He would have liked to tell Kamir his heart. He’d thought to protect himself, he had to be free. Tsaria had been caged his whole life. Poverty, family duty, Ishmael, and then because he hadn’t trusted the one person capable of setting him free, he’d finally been trapped in a cage of his own making. And now the chains were tightening around his very soul.
But at some point he regained his wits to see it wasn’t chains that held him still, but strong arms that smelled so familiar he wept. Had he died? Perhaps the goddess had decided his suffering was enough, and she’d welcomed him into her kingdom.
“No, my heart,” the owner of the strong arms spoke. “You belong to me. The goddess cannot have you until we are both ready to be taken into her loving arms.”
Tsaria didn’t understand, but he didn’t care. He welcomed the fantasy where Kamir whispered how much he was loved. He tried to tell him the same, tell him how sorry he was, that he shouldn’t have doubted him, but had no energy for words.

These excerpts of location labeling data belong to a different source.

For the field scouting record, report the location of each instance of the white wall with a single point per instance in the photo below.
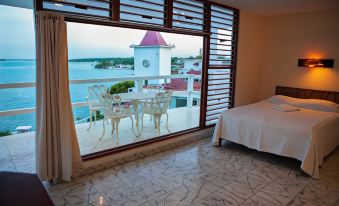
(248, 74)
(269, 48)
(289, 38)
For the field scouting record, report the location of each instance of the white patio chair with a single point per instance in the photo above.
(156, 107)
(93, 101)
(115, 111)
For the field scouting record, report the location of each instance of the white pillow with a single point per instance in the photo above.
(285, 108)
(281, 99)
(318, 104)
(314, 104)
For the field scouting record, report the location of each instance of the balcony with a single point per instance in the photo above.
(18, 150)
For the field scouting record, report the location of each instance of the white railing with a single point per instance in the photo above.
(189, 93)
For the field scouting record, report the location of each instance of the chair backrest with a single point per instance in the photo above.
(112, 106)
(106, 101)
(95, 92)
(154, 88)
(161, 101)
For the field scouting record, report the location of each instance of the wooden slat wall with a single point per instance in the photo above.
(221, 62)
(150, 12)
(90, 8)
(188, 14)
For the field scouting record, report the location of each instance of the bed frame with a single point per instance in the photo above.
(307, 93)
(304, 94)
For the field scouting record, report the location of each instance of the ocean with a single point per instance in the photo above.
(24, 71)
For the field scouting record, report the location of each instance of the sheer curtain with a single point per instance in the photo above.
(57, 149)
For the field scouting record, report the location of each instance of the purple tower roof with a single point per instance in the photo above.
(153, 38)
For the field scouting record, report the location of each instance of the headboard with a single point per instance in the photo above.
(307, 93)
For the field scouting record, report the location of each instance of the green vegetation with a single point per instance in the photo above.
(104, 65)
(5, 133)
(121, 87)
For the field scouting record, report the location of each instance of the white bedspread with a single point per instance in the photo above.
(306, 135)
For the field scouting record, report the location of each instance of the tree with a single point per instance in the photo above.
(104, 64)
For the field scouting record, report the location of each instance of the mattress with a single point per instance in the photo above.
(306, 135)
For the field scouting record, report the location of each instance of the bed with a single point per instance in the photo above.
(308, 134)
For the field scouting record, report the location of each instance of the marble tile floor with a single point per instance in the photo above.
(17, 152)
(200, 174)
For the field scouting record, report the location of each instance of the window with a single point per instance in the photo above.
(133, 62)
(17, 91)
(215, 24)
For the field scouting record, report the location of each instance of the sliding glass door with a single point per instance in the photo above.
(156, 75)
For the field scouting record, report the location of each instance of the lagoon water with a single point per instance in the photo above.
(24, 71)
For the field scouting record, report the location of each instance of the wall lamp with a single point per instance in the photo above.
(313, 63)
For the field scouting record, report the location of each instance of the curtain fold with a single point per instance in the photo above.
(57, 148)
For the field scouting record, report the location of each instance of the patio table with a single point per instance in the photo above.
(135, 97)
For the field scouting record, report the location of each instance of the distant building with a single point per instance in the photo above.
(189, 64)
(152, 57)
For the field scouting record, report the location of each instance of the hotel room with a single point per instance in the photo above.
(169, 102)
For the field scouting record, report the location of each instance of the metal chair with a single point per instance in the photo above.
(93, 101)
(115, 111)
(156, 107)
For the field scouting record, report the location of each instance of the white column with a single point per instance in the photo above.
(190, 90)
(139, 85)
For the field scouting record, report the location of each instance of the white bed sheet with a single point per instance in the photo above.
(306, 135)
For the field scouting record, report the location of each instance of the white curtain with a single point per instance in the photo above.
(57, 149)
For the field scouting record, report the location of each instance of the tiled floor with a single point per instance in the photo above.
(17, 152)
(200, 174)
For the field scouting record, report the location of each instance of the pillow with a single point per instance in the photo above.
(318, 104)
(314, 104)
(281, 99)
(285, 108)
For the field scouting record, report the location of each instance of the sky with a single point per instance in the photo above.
(84, 40)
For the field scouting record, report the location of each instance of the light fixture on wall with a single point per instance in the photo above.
(313, 63)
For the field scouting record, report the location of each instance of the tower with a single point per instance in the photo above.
(152, 57)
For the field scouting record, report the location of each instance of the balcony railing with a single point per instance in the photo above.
(189, 92)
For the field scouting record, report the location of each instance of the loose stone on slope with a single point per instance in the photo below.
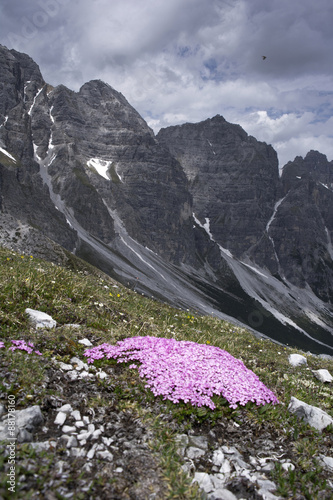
(323, 375)
(314, 416)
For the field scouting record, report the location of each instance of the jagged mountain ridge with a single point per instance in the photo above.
(201, 226)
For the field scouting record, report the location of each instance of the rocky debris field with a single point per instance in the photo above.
(88, 444)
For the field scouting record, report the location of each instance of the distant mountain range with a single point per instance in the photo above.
(197, 216)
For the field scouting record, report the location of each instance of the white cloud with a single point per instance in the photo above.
(187, 60)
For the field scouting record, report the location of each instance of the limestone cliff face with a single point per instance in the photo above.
(283, 225)
(22, 192)
(233, 179)
(302, 229)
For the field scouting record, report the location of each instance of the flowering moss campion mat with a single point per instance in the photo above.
(183, 370)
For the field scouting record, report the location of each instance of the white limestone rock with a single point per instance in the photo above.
(223, 494)
(60, 418)
(314, 416)
(67, 408)
(323, 375)
(204, 481)
(85, 342)
(40, 319)
(297, 360)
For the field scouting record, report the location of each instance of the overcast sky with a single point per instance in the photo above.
(182, 61)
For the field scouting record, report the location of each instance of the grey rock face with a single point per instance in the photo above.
(84, 169)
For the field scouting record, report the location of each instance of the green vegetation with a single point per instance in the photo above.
(106, 312)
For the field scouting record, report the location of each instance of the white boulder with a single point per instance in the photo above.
(39, 319)
(297, 360)
(323, 375)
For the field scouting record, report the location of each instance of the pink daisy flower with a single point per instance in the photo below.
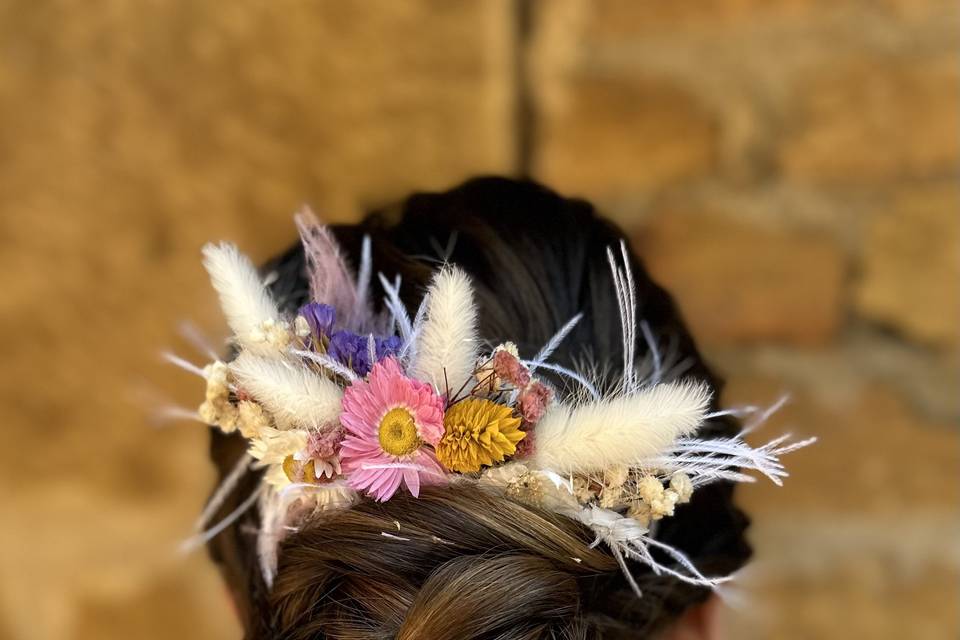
(389, 418)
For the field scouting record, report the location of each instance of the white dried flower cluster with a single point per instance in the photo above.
(275, 333)
(656, 501)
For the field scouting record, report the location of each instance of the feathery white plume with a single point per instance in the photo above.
(623, 430)
(245, 301)
(446, 350)
(294, 395)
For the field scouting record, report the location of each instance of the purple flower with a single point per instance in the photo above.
(350, 349)
(353, 350)
(387, 346)
(320, 318)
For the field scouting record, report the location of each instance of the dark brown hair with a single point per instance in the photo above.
(466, 564)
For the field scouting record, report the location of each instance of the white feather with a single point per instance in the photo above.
(294, 395)
(446, 350)
(625, 430)
(245, 301)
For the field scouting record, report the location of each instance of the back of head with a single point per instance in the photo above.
(460, 561)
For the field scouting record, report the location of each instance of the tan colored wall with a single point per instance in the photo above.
(787, 167)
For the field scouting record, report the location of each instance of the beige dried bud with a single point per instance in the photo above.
(681, 483)
(640, 511)
(527, 489)
(218, 381)
(301, 327)
(611, 497)
(616, 476)
(663, 506)
(251, 419)
(582, 490)
(649, 488)
(272, 332)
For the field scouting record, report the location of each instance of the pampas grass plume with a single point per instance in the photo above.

More time passed. Tsaria had no idea how long until he blinked his eyes open to see a strange room. He noted the fireplace, the fire burning low. The small table was littered with several scrolls, a pot of ink, and two quills. He knew he lay in a bed, and beyond that the cramped room had two chairs by the warm fireplace, and another two tucked under a small table. As he lay there, sounds crept into his mind. Footfalls, the clatter of what he assumed were buckets belonging to the maids that built the fires.
He heard the soft knock and felt the bed shift as whoever sat next to him rose to answer it.
“Thank you,” came a familiar voice, and the door closed. He knew that voice, but he wasn’t sure he was ready to acknowledge it. The smell of dinner rose, and he heard dishes being set on the table, then gentle hands smoothed his hair. “You need to eat, my love. Which means I need to lift you higher.”
Tsaria didn’t protest and eventually, when he was propped up higher on pillows, he couldn’t avoid looking at Kamir any longer so he focused his gaze on his man.
“Are you real?” It was impossible.
Kamir leaned forward and Tsaria felt the brush of gentle lips on his brow. “Very real.”
But that made no sense, because Tsaria had betrayed him. He had trusted a man he hadn’t seen since he was a small boy over one who had shown him nothing but kindness and gentleness. “Why are you here?”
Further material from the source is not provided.